I can illustrate this from a beautiful
story in Luke’s Gospel – the story of the prodigal. Actually, it’s more about
the Father than the prodigal. You know this story. The son treats the Father
with disdain. He requests his inheritance. Leaves home. And squanders every penny
“in dissolute living.” He loses it all. This Jewish boy becomes so desperate
that he hires himself out to a Gentile and goes to work feeding his pigs where
we are told that if could he would “have filled himself with the pods that the
pigs were eating.” That’s about as desperate as one can be isn’t it? So he
makes a decision to eat crow, which is better than pig food, and return home.

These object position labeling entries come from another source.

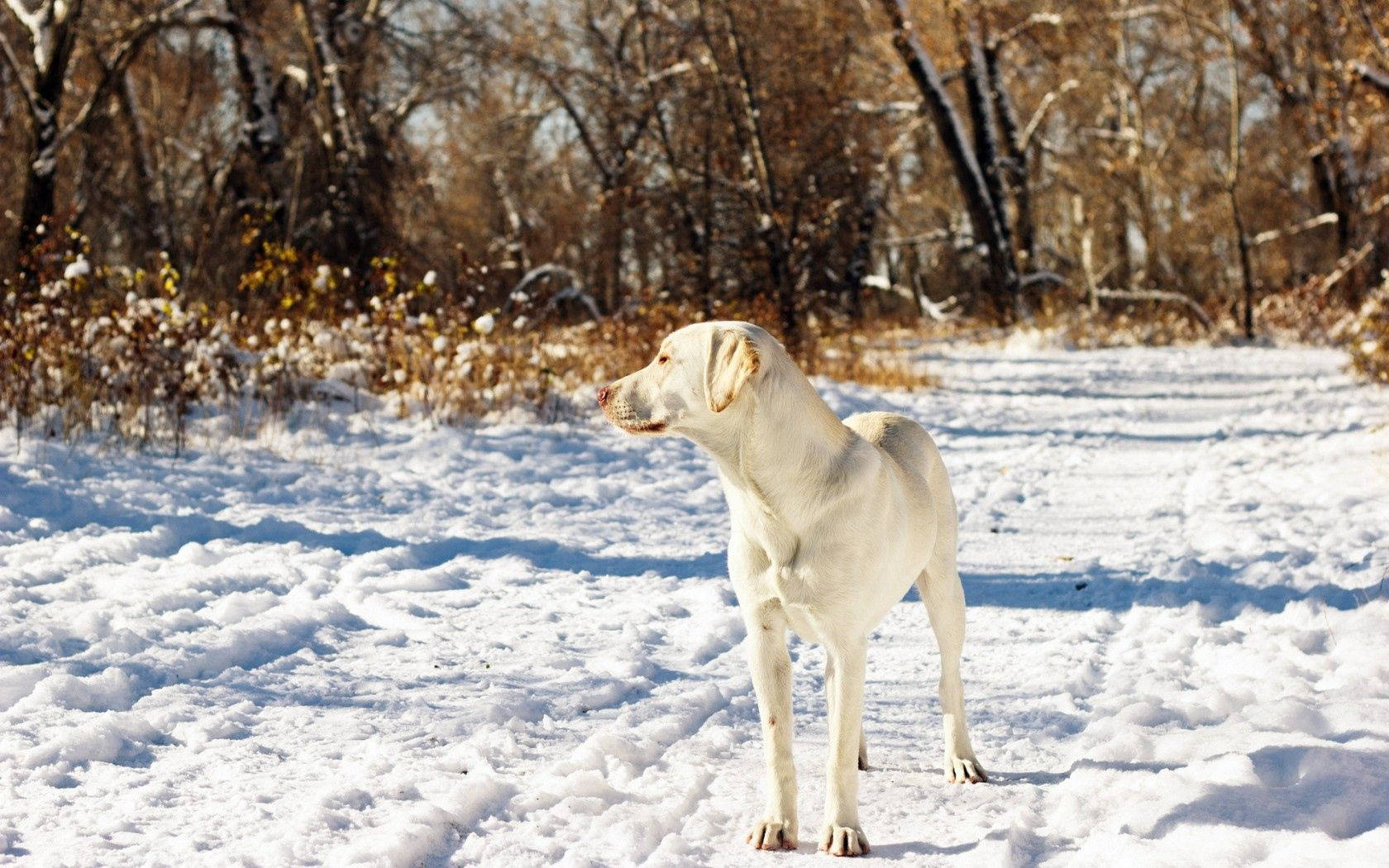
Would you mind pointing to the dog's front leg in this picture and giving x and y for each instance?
(771, 680)
(842, 835)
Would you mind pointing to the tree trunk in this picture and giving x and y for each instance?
(988, 222)
(52, 52)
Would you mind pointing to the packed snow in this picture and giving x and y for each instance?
(379, 642)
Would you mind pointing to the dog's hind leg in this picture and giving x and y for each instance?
(863, 742)
(941, 590)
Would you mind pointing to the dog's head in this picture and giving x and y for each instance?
(698, 374)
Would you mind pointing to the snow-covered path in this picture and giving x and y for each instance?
(516, 645)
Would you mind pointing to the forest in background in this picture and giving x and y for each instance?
(388, 182)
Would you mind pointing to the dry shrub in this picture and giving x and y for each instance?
(126, 355)
(1367, 335)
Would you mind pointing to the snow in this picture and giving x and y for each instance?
(369, 641)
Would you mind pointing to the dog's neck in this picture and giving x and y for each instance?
(776, 451)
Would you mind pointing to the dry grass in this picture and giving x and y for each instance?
(126, 355)
(1367, 335)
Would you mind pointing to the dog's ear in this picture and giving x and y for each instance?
(733, 361)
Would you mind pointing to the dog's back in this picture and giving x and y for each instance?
(911, 447)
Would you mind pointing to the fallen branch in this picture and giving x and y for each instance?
(1272, 235)
(1344, 265)
(1158, 295)
(568, 292)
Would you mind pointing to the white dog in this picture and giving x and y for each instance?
(831, 524)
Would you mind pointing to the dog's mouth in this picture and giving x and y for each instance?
(643, 427)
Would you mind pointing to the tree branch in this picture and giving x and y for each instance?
(12, 61)
(128, 47)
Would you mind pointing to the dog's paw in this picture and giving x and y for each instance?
(842, 841)
(964, 770)
(772, 835)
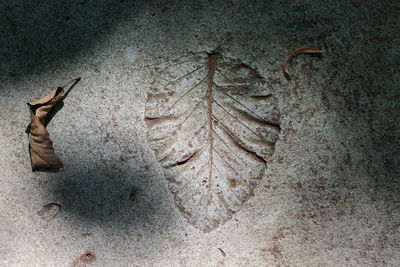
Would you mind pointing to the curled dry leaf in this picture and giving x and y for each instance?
(49, 211)
(301, 50)
(40, 144)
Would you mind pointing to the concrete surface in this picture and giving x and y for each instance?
(330, 195)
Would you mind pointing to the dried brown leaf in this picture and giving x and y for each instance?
(301, 50)
(41, 146)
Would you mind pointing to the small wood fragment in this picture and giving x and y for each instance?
(222, 252)
(301, 50)
(49, 211)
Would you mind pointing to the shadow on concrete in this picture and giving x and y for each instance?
(37, 35)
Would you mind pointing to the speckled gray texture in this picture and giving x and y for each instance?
(330, 196)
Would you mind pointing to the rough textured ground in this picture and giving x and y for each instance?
(330, 195)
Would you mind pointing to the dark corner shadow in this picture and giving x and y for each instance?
(56, 108)
(38, 35)
(60, 103)
(105, 196)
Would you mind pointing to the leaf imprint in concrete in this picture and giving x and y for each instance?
(213, 124)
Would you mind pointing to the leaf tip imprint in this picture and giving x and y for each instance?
(301, 50)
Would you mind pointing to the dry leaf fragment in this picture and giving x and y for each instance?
(41, 146)
(301, 50)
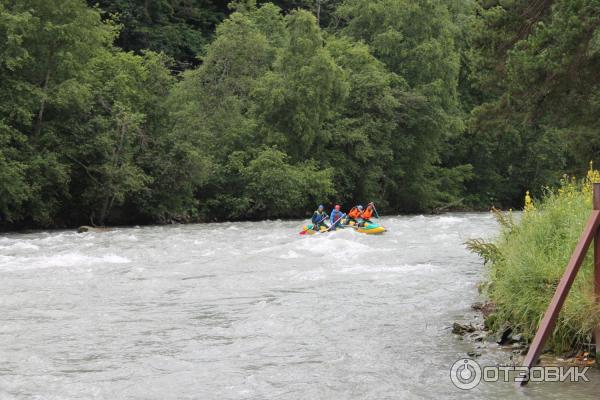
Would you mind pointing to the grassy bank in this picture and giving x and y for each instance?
(525, 264)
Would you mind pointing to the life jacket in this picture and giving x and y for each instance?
(354, 213)
(367, 214)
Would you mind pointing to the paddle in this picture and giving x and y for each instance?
(318, 223)
(332, 225)
(376, 213)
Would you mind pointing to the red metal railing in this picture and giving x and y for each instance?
(590, 233)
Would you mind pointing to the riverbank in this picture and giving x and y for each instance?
(527, 260)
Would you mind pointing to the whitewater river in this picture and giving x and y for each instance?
(246, 311)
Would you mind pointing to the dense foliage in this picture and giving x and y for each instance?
(528, 260)
(203, 110)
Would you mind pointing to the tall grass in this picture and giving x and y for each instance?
(528, 259)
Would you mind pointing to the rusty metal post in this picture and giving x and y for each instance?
(597, 269)
(560, 295)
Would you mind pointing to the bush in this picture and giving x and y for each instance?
(528, 259)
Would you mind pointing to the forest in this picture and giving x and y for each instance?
(160, 111)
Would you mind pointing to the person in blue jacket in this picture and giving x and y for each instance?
(336, 217)
(319, 218)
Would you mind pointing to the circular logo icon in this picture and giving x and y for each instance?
(465, 374)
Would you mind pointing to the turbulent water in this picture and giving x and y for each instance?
(246, 311)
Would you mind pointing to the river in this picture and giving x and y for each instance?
(246, 311)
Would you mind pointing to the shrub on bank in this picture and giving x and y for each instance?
(528, 259)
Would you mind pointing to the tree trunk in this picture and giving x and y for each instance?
(40, 117)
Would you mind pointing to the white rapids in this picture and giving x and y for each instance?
(246, 311)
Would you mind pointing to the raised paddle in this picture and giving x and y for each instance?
(376, 213)
(334, 224)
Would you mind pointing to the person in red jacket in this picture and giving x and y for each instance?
(367, 214)
(355, 213)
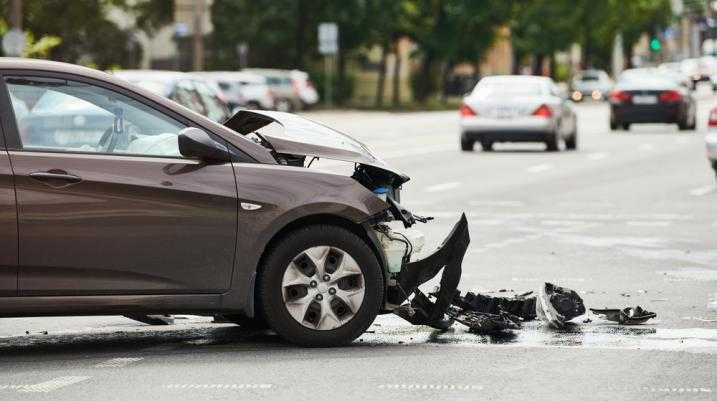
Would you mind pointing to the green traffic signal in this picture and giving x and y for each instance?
(655, 45)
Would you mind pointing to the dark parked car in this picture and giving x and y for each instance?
(649, 97)
(137, 206)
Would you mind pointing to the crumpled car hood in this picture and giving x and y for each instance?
(291, 134)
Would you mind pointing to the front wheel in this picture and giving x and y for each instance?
(321, 286)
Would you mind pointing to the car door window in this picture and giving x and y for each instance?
(70, 116)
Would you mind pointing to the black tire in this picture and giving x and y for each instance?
(552, 142)
(466, 144)
(572, 142)
(277, 262)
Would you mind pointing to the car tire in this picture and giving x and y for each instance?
(552, 143)
(572, 142)
(303, 245)
(466, 144)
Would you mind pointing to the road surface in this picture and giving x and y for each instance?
(628, 219)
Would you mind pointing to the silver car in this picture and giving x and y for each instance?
(517, 108)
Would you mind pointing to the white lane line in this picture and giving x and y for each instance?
(117, 362)
(217, 386)
(647, 147)
(598, 155)
(52, 385)
(443, 187)
(648, 223)
(430, 387)
(538, 168)
(701, 191)
(489, 203)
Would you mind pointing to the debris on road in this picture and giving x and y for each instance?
(627, 316)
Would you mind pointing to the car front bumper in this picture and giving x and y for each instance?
(652, 113)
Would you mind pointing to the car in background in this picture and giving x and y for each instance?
(517, 108)
(699, 70)
(672, 71)
(162, 210)
(643, 96)
(292, 89)
(241, 89)
(592, 84)
(185, 89)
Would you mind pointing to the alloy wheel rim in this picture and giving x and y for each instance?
(323, 288)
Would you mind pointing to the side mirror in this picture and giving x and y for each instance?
(195, 143)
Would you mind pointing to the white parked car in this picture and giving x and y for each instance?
(517, 108)
(242, 89)
(292, 89)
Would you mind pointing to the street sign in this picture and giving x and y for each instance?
(13, 43)
(328, 38)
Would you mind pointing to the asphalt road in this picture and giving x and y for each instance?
(628, 219)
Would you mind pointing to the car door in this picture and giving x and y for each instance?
(8, 210)
(106, 203)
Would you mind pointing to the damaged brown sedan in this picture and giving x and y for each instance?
(116, 201)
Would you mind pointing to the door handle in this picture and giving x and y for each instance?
(55, 175)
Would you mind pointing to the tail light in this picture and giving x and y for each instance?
(670, 96)
(619, 97)
(466, 111)
(543, 111)
(712, 122)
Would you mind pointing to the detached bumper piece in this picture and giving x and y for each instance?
(627, 316)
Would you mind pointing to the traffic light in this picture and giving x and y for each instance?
(655, 45)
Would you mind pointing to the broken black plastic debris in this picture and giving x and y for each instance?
(521, 305)
(556, 306)
(626, 316)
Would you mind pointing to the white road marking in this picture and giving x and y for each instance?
(430, 387)
(597, 155)
(538, 168)
(443, 187)
(489, 203)
(52, 385)
(117, 362)
(704, 190)
(240, 386)
(635, 223)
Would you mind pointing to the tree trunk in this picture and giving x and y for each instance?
(396, 75)
(381, 75)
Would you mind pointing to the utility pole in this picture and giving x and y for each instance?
(198, 32)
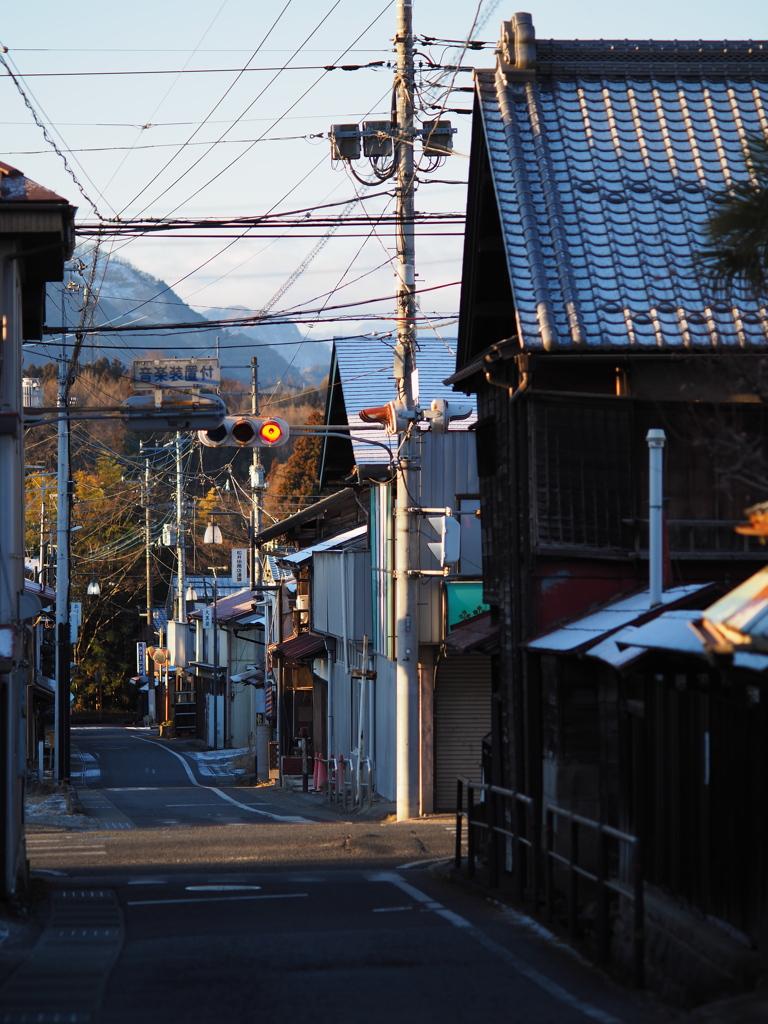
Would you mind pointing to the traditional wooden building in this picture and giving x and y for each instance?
(585, 324)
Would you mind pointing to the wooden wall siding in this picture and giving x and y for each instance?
(583, 474)
(699, 804)
(590, 477)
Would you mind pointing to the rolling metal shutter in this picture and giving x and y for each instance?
(462, 718)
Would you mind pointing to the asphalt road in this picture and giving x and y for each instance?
(203, 901)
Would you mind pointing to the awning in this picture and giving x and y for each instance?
(304, 645)
(472, 634)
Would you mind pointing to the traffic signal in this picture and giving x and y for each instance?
(202, 412)
(247, 431)
(442, 412)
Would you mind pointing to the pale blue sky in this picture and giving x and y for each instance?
(104, 114)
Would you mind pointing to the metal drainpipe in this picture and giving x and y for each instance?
(656, 440)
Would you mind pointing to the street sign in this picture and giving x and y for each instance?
(240, 571)
(171, 373)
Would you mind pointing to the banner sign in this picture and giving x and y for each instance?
(170, 373)
(240, 565)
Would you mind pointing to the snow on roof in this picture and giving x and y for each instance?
(604, 157)
(599, 625)
(340, 541)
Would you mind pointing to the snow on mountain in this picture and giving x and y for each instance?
(129, 296)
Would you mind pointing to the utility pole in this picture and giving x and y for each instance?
(64, 648)
(147, 545)
(406, 523)
(180, 553)
(257, 483)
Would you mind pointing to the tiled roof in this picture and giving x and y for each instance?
(330, 544)
(16, 187)
(604, 157)
(365, 367)
(303, 645)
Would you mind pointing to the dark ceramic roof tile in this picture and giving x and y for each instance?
(615, 186)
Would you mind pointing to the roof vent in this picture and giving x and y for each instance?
(517, 45)
(524, 38)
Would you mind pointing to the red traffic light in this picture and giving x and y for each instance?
(247, 431)
(271, 431)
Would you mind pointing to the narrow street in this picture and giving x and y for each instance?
(199, 900)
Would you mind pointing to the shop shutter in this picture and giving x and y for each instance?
(462, 718)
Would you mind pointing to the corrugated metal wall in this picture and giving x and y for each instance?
(385, 750)
(329, 591)
(462, 718)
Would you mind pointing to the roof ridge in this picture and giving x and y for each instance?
(527, 216)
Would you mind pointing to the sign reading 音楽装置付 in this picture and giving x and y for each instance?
(174, 373)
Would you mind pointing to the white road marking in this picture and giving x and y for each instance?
(289, 818)
(423, 863)
(550, 986)
(192, 805)
(218, 888)
(213, 899)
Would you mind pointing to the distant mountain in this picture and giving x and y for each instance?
(129, 296)
(304, 356)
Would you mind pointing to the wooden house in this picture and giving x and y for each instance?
(586, 322)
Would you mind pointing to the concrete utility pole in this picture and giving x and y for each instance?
(257, 483)
(180, 552)
(406, 525)
(64, 643)
(147, 544)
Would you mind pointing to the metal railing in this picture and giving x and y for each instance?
(511, 818)
(524, 865)
(628, 865)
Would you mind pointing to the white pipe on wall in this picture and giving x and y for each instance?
(656, 440)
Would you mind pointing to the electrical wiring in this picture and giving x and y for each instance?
(162, 145)
(163, 329)
(292, 107)
(167, 93)
(375, 65)
(17, 81)
(211, 112)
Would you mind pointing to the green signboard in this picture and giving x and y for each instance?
(464, 600)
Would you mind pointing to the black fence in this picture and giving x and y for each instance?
(546, 863)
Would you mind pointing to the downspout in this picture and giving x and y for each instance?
(512, 392)
(656, 440)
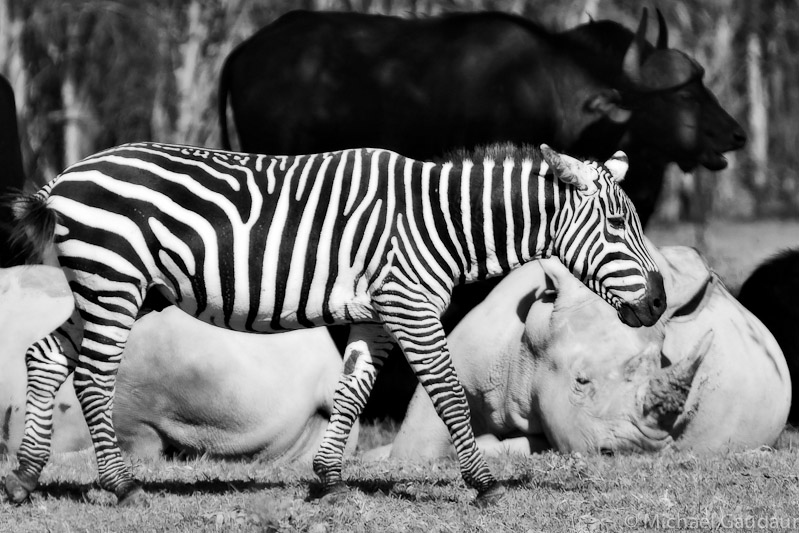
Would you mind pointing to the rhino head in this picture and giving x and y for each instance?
(598, 385)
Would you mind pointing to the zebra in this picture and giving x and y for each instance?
(264, 244)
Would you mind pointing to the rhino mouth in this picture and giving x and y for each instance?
(639, 315)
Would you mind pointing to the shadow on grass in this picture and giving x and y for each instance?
(409, 489)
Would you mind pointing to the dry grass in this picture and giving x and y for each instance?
(547, 492)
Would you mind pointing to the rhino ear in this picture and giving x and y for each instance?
(36, 299)
(570, 170)
(618, 165)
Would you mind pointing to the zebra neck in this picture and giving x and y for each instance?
(500, 214)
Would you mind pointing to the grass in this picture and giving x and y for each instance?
(550, 492)
(546, 492)
(732, 249)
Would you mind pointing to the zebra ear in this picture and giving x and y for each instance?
(617, 165)
(570, 170)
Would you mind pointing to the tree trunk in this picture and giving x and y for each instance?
(80, 123)
(758, 104)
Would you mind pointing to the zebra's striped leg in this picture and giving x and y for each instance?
(367, 347)
(414, 323)
(95, 377)
(48, 366)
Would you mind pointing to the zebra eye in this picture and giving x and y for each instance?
(616, 221)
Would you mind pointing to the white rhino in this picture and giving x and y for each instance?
(34, 300)
(184, 386)
(546, 364)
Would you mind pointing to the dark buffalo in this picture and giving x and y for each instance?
(675, 119)
(12, 177)
(771, 293)
(314, 81)
(317, 81)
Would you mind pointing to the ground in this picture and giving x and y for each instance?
(552, 492)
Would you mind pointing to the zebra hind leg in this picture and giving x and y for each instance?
(416, 326)
(95, 377)
(48, 362)
(367, 347)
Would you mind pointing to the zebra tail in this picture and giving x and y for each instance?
(34, 227)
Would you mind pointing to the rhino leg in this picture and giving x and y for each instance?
(47, 367)
(425, 347)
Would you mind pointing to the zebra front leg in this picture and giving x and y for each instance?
(95, 378)
(47, 367)
(367, 347)
(414, 323)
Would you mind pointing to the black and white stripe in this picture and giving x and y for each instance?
(271, 243)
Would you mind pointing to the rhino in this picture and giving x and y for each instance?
(184, 388)
(546, 365)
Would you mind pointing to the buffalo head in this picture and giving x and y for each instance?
(675, 113)
(599, 384)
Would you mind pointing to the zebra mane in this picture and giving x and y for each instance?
(495, 152)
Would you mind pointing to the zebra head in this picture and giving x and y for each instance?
(600, 239)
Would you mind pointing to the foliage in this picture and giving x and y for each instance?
(146, 70)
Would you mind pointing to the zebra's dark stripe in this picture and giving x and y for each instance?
(265, 244)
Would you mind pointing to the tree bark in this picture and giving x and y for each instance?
(758, 103)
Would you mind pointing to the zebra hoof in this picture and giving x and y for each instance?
(490, 496)
(335, 494)
(133, 496)
(18, 489)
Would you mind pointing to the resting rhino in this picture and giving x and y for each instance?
(189, 387)
(555, 369)
(184, 387)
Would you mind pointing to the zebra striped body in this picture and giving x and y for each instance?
(265, 244)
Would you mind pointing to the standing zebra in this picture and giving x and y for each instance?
(264, 244)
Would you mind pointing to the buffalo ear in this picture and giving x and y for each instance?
(570, 170)
(606, 103)
(618, 165)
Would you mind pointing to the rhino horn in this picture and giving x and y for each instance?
(663, 32)
(668, 390)
(633, 57)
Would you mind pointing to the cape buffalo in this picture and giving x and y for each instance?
(771, 293)
(544, 367)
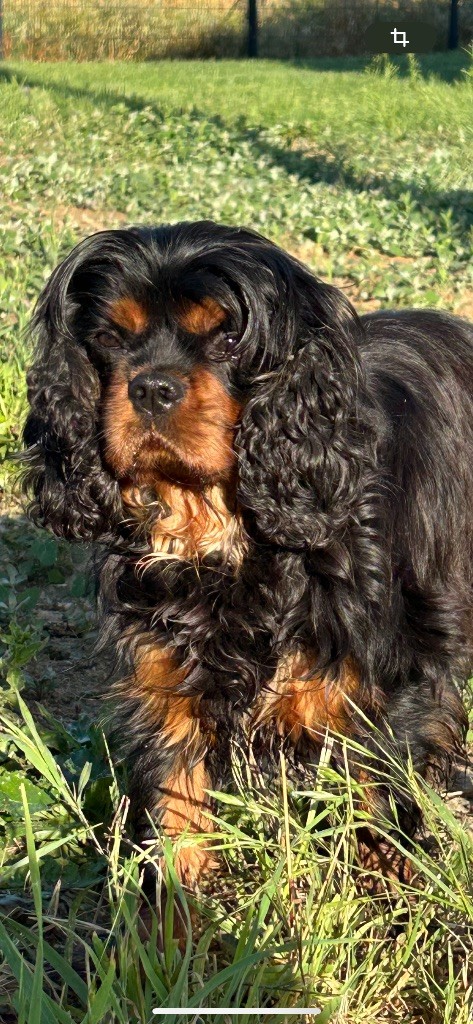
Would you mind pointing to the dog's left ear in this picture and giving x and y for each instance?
(305, 444)
(73, 493)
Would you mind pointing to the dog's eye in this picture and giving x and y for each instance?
(108, 340)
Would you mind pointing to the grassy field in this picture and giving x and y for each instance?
(366, 172)
(147, 30)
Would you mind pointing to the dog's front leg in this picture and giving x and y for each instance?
(171, 774)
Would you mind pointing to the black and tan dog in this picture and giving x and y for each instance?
(285, 495)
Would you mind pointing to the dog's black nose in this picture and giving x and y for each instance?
(155, 392)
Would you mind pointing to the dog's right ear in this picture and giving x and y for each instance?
(73, 493)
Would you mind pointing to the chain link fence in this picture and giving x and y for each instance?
(91, 30)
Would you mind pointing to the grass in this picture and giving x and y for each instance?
(364, 172)
(146, 30)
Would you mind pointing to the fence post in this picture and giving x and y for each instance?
(252, 29)
(454, 26)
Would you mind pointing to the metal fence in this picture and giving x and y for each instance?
(143, 30)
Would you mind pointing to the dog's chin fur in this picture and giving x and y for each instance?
(297, 545)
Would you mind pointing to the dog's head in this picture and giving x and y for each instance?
(189, 357)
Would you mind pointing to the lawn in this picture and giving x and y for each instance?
(364, 171)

He decides he will make a confession to his father and ask to be treated as one
of his father’s hired hands. Now, do you think the Son is really sorry at this
point for the way he treated his father? I don’t get that impression in the
story. One of the great things about the stories Jesus told is that they leave
a lot of room for our imaginations and for the Spirit to work. I see nothing in
the story that would suggest that at this point he is remorseful or sorrowful
for hurting the Father. He seems to be just like the person who comes to God
out of fear or guilt or social pressure or something else. There is no real
desire to change. Just a desire to escape punishment. Or in the case of the
prodigal to escape hunger and poverty and humiliation. Desperation sends him on
his way back to the Father, but desperation doesn’t save him from his false
self.
So what happens? Jesus or Luke describes
it this way: “While he was still far off
his Father saw him coming. [This implies that the Father has been waiting and
watching constantly. The Father is up on the hill every day looking for his
son.] The Father, filled with compassion, ran to meet him. He embraced him and
kissed him.” This was all before the son spoke a single word. The Father expresses what the Father always
felt – unconditional love for his son. Now, when the Son actually confesses
to the Father he doesn’t do as he rehearsed. There is no mention of working as
a hired hand. He drops that completely. Why? Apparently, now, having
experienced the Father’s love, he feels no need to try to barter or squeak out
a deal. What I think is that for maybe the first time he experiences the
overwhelming, unconditional love of the Father and what flows out of that
experience is true repentance. Repentance is the consequence of being loved,
not the cause. God removes the barter system, the rewards and punishment system
completely. In God’s system of grace, in
contrast to systems of meritocracy, love precedes repentance and is the true
cause of repentance.
In God’s system of grace genuine sorrow
and regret over the hurt and harm we have done to others is never produced by
guilt or fear of punishment. Fear, like desperation, may cause us to modify our
behavior, but it cannot change our heart. But
when, in our fear and desperation, we experience the unconditional love of God,
then our heart changes. As John says in his first epistle, “There is no fear in love, and mature love
cast out fear; for fear has to do with punishment, with retribution, and
whoever fears,” says John, “has not
reached maturity in love.”
We are all crippled to some degree and
on some level. We all struggle with the ego. It may be a lack of value or
self-worth that keeps us bent over, unable to walk tall and straight. Or it may
be a spirit of arrogance and a sense of entitlement that leads us to think of
ourselves as better or superior or even more blessed than others. Either way we
are crippled by our ego. Some of us are more crippled than others. Some of us
less. But we are all in need of healing and liberation on some level. Now
sisters and brothers, healing will come, liberation will come, authentic
conversion and true repentance will come about, not through guilt or fear of punishment or law keeping or social
pressure or believing the right things or
just modifying our behavior– it will only come about when we experience for ourselves God’s eternal, God’s immense, God’s magnanimous,
God’s unconditional, God’s inclusive love.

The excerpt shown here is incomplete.